Senior Lead Architect/Senior Manager - CDN/Network Automation
Technical lead and manager responsible for Architecting, Designing and allocating work for a team of 3-6 responsible for Site Reliability, Configuration Management, Deployment, and Automated Failure Recovery for Lumen CDN managing 20K servers, VM's and containerized work flows. CDN produced $100M+ in yearly recurring revenue while delivering greater than 100 Tbps.
CMAPI - Architected and Designed an authenticated RESTful API (FastAPI) to aggregate and cache CM data from 10+ systems. Currently used by monitoring, config management and repair automation as source of truth for network disposition. This system is constantly evolving as we add new data sources and have new requests for custom aggregations for both internal and external uses. It is the foundation and source of record for all projects listed below.
Trial ROD - Implemented a GitOps model using Rest API's through GitLab CI/CD to identify clusters/servers for upgrade and apply new trial configurations through CMAPI interfaces and utilize Release On Demand to deploy new applications/configurations to the network (bare metal and VMS). The resulting project gave ownership of candidate releases to the engineers responsible for validating performance and expedited candidate deployments from monthly to 1-5 per week.

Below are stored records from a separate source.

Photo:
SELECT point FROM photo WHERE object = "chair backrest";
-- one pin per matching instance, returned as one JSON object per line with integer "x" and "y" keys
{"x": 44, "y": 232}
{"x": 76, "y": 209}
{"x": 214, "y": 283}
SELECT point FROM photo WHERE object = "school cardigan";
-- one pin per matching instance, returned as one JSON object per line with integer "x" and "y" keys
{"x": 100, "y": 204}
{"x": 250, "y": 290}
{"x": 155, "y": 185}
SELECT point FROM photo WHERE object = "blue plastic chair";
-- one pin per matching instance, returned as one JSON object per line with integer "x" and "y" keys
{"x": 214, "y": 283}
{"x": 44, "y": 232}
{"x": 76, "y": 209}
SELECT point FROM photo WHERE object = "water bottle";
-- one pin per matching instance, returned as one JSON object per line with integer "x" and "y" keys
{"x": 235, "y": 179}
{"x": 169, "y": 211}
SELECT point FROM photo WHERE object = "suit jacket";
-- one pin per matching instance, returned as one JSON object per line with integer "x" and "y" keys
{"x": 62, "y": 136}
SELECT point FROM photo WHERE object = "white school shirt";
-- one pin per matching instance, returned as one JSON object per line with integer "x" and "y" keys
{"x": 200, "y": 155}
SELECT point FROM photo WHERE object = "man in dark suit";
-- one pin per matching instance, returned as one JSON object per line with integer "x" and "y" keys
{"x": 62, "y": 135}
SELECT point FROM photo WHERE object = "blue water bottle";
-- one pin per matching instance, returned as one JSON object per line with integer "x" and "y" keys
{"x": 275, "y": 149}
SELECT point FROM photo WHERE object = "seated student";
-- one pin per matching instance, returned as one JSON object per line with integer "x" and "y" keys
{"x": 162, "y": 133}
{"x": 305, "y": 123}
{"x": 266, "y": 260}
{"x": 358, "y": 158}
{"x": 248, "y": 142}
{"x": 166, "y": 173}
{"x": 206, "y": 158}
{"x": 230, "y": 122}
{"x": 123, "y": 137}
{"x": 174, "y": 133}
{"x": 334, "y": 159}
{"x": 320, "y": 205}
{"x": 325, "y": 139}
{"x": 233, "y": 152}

Release On Demand - Architected and Implemented staged deployment for 20K operational CDN servers based on the disposition of the network. RoD removed the onus for generating a upgrade schedule from operations, while taking in to account traffic levels, metros, server health and network blackout dates. It increased release cadence for primary distribution network from 1-2 GA releases per year, to our targeted goal of once per month.
Section IO Compute Engagement - Operationalized a PoC for a partnership with SectionIO to repurpose CDN hardware that was no longer viable for edge delivery due to network constraints and utilize it for a multi-tenant customer facing compute product. Utilized Canonical MaaS to build and configure machines to hand over to SectionIO for proprietary application install and configuration. We were able to reallocate 800 out-of-date and impaired servers at no cost other than space, power and networking.
Salt Versioned Formulas - Extended the Salt concept of environments to include supporting multiple versioned CM code based on "Release States" and server role by rebuilding them on the fly prior to running a job. One control file defines which role and release state get which versions of code, allowing us to trial new formulas on a targeted network segment while knowing we would not affect other segments. Presented our results at 2019 Salt Conf.
RA/CM Replacement - Documented existing Architecture and Defined/Implemented next-gen architecture for migration from a wholly home-grown network automation system to Hybrid Salt solution. Incorporating Salt allowed us to more consistently and quickly incorporate changes to our growing network including but not limited to new OS's, containers and virtualization.
CI/CD - Incorporated and mandated the concept of CI/CD within the network automation code base. Provided templates and frameworks for consistent automated testing utilizing VM's and containers with the pytest and Test-Kitchen frameworks. Each new GitLab project is created with a set of configurations for virtual env's (Poetry, RVM), testing virtualization, linting, and deployment models. The developer just needs to add test either from scratch utilizing shared custom pytest libraries with common fixtures. This initiative has minimized the need for regression testing because tests grow naturally as bugs are found fixed and validated.
VM/Container Integration - Architected, Designed, and Implemented frameworks for deploying and configuring VM's (VMware) and Containers (Docker/Kubernetes) in production environment. Containers allow us to abstract away the OS layer and maintain some of our legacy applications while still addressing security concerns. Virtualization has reduced the time to grow and shrink our network from weeks to purchase and allocate hardware to minutes to define our new server in inventory and use automation to stand up and configure.
Edge Portal - Implemented container based deployment of a secure publicly available interface utilizing Traefik with TLS certificates, custom Golang/Node.js applications, KrakenD, Postgres DB's, and ElaticSearch/Kibana monitoring using FileBeat, Metricbeat.